Animée par un insatiable désir de vengeance, Médée est l’incarnation même, dans la littérature occidentale, de la prise de conscience de soi, de ses actes et de sa responsabilité.

Dans une langue sublime et féroce, David Vann fait une relecture moderne du mythe de Médée dans toute sa complexe et terrifiante beauté.

Le portrait d’une femme exceptionnelle qui allie noirceur et passion dévorante.

Critique :
Qui pourrait Médée à terminer ce livre ? Parce que là, je n’ai pas réussi à dépasser la fatidique page 30.

La panne… Non pas sexuelle mais textuelle ! La panne non pas de la chair (ni de la chaire), mais la panne littéraire.

Bloquée, comme si les rameurs de ma galère avaient tous décidé de partir en grève sans prévenir la direction.

Il est des livres dans lesquels on n’arrive pas à entrer.

Certains n’étaient sans doute pas fait pour nous, ou alors, ce n’était pas le bon moment pour le lire.

Vous serez tenté de me dire, afin de me rassurer « Ce n’est pas grave, pense à toutes les fois où tu y es arrivée sans problème, ça va passer », mais moi, je ne verrai que ce moment où je n’ai pas su alors que j’avais grande envie.

Avec des livres merdiques, on se venge en se déchaînant sur son clavier afin de pondre une chronique pas piquée des vers.

Mais dans ce cas-ci, l’écriture n’était pas merdique, le scénario n’était pas à chier et j’avais vraiment envie de lire la relecture moderne du mythe de Médée, celle qui a pour patronne la sombre Hécate (tout le monde sait que quatre Hécate font huit).

Médée, qui tomba amoureuse de Jason (pas Donovan !), celui qui a piqué la Toison d’Or (pas la station de métro bruxelloise !) au papounet de Médée, qui était Roi.

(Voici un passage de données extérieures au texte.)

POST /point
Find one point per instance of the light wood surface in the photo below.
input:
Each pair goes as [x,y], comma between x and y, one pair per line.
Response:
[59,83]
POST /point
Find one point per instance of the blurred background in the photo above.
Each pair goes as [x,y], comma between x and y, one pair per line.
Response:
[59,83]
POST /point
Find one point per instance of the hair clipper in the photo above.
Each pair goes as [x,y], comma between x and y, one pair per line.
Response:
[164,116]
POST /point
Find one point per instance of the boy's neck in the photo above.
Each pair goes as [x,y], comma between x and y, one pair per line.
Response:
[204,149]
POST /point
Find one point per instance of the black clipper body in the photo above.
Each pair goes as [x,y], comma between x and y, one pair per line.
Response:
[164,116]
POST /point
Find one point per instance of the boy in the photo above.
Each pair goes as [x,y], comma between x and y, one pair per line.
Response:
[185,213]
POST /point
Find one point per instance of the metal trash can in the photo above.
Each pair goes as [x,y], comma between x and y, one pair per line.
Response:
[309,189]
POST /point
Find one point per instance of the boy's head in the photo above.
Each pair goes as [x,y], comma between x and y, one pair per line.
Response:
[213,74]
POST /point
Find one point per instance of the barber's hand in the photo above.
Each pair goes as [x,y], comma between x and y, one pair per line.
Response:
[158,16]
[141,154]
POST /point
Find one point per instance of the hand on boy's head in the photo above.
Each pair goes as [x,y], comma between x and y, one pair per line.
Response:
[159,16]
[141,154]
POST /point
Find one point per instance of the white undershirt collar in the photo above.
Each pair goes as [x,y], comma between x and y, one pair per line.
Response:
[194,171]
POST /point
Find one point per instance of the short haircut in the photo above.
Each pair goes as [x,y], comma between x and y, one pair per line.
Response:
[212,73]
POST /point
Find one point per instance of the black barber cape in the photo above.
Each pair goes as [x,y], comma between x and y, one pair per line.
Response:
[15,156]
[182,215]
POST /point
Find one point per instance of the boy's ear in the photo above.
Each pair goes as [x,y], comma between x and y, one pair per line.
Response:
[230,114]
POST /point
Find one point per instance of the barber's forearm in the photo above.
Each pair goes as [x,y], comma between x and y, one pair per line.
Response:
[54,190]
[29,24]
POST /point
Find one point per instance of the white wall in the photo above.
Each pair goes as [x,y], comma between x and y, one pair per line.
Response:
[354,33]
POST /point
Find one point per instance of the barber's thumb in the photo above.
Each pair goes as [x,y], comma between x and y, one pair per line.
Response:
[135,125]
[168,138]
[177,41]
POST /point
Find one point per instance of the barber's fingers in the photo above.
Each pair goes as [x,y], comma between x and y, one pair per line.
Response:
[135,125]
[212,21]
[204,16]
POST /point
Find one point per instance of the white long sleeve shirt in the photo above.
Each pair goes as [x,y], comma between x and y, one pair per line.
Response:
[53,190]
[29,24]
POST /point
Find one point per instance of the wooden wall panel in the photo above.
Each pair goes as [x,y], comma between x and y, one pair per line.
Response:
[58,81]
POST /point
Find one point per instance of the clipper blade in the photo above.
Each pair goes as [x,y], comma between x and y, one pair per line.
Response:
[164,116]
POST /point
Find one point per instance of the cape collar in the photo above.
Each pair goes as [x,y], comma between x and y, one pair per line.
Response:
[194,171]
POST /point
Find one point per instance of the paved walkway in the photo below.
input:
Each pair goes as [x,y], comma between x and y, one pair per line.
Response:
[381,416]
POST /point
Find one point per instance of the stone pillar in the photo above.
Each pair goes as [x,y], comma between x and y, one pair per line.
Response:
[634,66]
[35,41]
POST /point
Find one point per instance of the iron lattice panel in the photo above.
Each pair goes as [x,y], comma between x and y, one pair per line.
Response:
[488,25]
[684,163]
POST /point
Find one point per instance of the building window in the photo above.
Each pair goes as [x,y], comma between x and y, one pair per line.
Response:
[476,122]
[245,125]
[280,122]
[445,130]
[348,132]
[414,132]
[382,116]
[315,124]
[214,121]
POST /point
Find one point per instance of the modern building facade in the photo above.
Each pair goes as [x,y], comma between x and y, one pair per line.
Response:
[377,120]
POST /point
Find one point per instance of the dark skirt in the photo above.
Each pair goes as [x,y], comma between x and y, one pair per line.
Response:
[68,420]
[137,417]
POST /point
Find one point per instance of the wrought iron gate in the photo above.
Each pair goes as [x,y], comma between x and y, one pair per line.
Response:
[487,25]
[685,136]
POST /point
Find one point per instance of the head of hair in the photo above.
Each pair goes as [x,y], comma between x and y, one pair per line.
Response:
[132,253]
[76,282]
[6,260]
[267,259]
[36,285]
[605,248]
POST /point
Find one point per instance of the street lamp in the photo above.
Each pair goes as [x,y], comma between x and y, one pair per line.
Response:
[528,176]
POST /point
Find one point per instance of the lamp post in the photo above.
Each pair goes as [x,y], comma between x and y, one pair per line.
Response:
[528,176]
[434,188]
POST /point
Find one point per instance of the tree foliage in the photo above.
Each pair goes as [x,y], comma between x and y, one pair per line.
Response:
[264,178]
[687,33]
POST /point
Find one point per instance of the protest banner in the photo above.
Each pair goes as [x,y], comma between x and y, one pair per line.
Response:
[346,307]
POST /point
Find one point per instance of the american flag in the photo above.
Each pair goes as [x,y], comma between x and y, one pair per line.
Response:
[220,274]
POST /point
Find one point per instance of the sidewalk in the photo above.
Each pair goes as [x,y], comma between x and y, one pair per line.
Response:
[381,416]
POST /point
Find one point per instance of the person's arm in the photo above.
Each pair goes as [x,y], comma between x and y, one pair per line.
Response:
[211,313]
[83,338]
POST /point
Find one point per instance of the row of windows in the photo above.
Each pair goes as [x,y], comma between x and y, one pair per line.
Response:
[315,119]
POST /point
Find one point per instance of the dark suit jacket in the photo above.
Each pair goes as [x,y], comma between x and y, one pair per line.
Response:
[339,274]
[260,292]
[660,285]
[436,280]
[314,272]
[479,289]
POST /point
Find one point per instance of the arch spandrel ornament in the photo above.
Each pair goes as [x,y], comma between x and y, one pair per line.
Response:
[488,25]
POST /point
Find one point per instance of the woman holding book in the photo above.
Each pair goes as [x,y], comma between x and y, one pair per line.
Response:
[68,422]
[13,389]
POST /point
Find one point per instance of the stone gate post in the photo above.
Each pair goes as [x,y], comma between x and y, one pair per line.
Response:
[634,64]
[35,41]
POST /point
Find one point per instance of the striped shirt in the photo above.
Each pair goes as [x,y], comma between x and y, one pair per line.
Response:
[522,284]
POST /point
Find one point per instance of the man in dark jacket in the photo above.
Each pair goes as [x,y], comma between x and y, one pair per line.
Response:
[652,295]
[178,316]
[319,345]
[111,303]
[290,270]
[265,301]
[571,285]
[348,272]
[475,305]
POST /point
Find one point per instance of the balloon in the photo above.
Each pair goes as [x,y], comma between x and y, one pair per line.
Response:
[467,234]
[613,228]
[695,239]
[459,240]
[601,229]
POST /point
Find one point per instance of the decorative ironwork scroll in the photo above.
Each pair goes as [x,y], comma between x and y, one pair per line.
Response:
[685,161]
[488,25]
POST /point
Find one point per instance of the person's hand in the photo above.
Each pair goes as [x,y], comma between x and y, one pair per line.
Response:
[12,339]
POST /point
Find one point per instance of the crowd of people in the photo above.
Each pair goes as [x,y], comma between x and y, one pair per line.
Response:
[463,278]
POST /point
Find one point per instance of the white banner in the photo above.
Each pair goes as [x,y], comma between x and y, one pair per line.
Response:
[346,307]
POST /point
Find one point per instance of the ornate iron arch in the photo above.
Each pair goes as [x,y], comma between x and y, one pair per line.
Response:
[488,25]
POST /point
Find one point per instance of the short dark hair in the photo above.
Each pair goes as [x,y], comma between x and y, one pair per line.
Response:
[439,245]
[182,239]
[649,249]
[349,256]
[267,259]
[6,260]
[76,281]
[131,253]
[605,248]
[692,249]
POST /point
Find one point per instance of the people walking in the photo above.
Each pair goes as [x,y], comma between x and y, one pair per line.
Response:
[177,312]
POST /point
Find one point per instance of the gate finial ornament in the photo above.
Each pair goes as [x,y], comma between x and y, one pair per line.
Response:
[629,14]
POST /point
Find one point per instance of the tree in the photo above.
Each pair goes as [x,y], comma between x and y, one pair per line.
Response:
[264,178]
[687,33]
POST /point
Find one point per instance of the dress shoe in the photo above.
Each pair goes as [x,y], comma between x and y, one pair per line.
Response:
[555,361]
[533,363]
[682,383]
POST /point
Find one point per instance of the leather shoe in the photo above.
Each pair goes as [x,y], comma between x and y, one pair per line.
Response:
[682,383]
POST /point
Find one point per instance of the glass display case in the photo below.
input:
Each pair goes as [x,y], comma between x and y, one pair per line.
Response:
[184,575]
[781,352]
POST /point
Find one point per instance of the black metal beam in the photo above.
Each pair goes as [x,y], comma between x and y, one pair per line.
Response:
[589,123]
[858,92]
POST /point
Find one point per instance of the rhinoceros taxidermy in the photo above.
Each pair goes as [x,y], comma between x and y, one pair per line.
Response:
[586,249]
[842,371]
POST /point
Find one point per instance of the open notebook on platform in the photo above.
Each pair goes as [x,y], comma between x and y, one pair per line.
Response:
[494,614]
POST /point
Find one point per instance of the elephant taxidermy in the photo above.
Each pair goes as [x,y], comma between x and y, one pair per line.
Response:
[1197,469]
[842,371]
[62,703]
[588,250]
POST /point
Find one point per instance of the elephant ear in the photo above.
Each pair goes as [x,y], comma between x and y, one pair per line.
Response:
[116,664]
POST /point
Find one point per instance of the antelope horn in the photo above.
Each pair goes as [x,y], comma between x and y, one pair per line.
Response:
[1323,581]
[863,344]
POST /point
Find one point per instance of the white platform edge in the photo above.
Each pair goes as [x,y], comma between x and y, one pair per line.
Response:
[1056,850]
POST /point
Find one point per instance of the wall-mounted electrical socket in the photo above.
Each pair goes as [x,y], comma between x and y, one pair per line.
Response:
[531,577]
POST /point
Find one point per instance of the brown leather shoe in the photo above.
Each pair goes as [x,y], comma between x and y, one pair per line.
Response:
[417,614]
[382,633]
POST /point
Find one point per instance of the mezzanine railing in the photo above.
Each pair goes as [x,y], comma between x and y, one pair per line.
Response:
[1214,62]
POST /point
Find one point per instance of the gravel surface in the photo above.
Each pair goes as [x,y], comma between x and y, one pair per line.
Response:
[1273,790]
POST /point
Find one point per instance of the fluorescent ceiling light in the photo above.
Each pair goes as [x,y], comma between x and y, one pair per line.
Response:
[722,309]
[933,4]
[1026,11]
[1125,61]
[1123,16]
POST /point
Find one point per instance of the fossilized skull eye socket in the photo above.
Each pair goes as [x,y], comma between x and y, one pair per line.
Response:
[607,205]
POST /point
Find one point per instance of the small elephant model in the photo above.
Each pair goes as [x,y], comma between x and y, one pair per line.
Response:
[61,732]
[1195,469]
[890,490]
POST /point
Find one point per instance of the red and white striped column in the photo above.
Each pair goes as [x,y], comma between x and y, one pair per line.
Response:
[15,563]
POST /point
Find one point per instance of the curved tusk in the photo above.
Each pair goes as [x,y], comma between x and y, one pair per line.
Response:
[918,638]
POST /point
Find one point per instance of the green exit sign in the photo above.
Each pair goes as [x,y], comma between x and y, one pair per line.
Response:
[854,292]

Cette Médée, qui veut ♫ être une femme libérée (tu sais, c’est pas si facile ♪), qui fichu le camp avec le bô Jason et qui, pour ralentir la barque de son père, jeta à l’eau les morceaux de son frère qu’elle avait démembré… Puzzle grandeur nature. Ludique occupation, non ?

Puis, paraît que le Jason va la trahir… J’aurais aimé lire la vengeance qu’elle lui avait réservée, à ce crétin qui osa défier cette femme qui était « Née pour détruire les rois, née pour remodeler le monde, née pour  horrifier et briser et recréer, née pour endurer et n’être jamais  effacée. Hécate-Médée, plus qu’une déesse et plus qu’une femme, désormais vivante, aux temps des origines ». Ça en jette, non ?? Et moi je loupe tout ça.

M’est avis que ça a dû chier grave pour le Jason et que le gars en a bavé… Fini de mettre ses mains pleines de doigts dans la Toison d’Or de la Médée !

Vu le palmarès sanglant, on va éviter de signaler à cette Médée que je n’ai pas réussi à entrer dans son histoire et que j’ai abandonné ce livre en disant, à voix haute « Homère d’alors ! ».